What bridge were you using for this?  What underlying hardware,
operating system, network cards?  How did you diagnose that 'its buffer
was overflowing'?


> So I was reading on the internet and found the Linux Ethernet Bridge project. I
> have build a box to replace the bridge that keeps on "locking up". The box has
> 2 LAN cards that are both 100MBps. We are hoping that this box will not crash
> and not drop packets because its buffer overflows. Can anyone confirm that the
> Linux box will hold the data and eventually get it across the link?

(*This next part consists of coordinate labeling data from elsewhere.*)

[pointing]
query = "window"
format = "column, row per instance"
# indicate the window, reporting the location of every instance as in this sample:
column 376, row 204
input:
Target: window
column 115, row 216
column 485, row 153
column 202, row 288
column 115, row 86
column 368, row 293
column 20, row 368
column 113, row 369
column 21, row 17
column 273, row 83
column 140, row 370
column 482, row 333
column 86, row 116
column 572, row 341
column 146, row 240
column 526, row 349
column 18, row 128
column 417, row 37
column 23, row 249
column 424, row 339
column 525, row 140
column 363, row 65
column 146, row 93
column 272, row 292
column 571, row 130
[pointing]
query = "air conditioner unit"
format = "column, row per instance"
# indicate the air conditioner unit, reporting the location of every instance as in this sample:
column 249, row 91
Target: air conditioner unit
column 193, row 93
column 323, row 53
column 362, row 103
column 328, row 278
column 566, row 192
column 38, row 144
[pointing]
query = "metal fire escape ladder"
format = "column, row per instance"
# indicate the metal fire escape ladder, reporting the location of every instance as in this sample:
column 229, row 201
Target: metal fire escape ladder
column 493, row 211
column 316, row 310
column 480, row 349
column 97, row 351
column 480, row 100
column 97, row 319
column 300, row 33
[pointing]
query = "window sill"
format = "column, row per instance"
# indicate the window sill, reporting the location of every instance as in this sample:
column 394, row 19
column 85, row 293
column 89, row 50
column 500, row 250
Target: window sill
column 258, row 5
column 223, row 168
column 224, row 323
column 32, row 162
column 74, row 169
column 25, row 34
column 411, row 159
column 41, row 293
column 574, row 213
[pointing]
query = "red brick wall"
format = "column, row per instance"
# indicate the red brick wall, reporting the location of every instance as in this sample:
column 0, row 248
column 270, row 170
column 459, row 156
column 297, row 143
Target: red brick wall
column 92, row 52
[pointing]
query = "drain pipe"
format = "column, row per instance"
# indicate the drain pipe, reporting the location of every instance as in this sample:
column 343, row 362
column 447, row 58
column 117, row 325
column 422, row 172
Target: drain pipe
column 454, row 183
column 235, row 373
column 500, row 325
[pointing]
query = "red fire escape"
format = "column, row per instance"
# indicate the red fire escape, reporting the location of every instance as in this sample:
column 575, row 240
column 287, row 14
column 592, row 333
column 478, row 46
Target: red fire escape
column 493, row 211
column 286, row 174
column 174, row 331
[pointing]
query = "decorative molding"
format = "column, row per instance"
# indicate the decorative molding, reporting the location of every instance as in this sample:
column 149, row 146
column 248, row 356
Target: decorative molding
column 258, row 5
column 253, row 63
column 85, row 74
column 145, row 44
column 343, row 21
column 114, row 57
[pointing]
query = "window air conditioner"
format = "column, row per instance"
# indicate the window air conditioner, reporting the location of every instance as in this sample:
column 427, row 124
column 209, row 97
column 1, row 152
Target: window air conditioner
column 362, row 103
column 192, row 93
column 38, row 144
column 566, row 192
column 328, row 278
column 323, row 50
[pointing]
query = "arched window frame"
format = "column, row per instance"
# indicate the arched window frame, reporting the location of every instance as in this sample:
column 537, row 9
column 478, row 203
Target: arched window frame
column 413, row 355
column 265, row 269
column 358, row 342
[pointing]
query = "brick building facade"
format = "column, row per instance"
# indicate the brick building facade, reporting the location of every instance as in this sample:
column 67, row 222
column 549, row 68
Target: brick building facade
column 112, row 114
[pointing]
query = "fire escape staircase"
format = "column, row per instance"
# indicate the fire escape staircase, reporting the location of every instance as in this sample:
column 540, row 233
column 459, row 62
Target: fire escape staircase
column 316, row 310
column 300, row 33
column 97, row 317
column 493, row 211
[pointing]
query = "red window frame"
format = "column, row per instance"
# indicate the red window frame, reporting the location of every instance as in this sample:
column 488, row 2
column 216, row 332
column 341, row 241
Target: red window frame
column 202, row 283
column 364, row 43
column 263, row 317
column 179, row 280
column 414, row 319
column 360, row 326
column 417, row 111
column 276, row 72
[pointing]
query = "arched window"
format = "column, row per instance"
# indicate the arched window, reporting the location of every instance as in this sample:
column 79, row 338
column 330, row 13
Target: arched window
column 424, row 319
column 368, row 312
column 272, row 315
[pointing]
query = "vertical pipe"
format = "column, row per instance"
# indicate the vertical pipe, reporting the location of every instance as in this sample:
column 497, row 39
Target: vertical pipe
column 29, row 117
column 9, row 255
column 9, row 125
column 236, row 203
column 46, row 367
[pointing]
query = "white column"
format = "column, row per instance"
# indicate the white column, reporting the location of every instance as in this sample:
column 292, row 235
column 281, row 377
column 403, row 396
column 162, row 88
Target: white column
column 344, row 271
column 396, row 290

Heh, well I can assure you that there is no code in the linux ethernet
bridge code to actively lock up the machine under load ;)  Under no
circumstance should active network equipment 'lock up' due to high load.

I'm not exactly sure what you mean with your question.  If you are asking
whether linux ever drops packets, I can assure you that it will.  If you
are bridging from 100Mbit to 10Mbit, it takes ten times longer to transmit
the data than to receive it, so if insist that no packets be dropped, even
if you put the 100Mbit under load for a day, you will need 10 days worth
of 10Mbit buffering capacity in the bridge, which is about a terabyte.

It's generally acceptable to drop traffic under load.  The end hosts are
supposed to detect this and retransmit.  It will not benefit performance
if this happens, but things should keep working.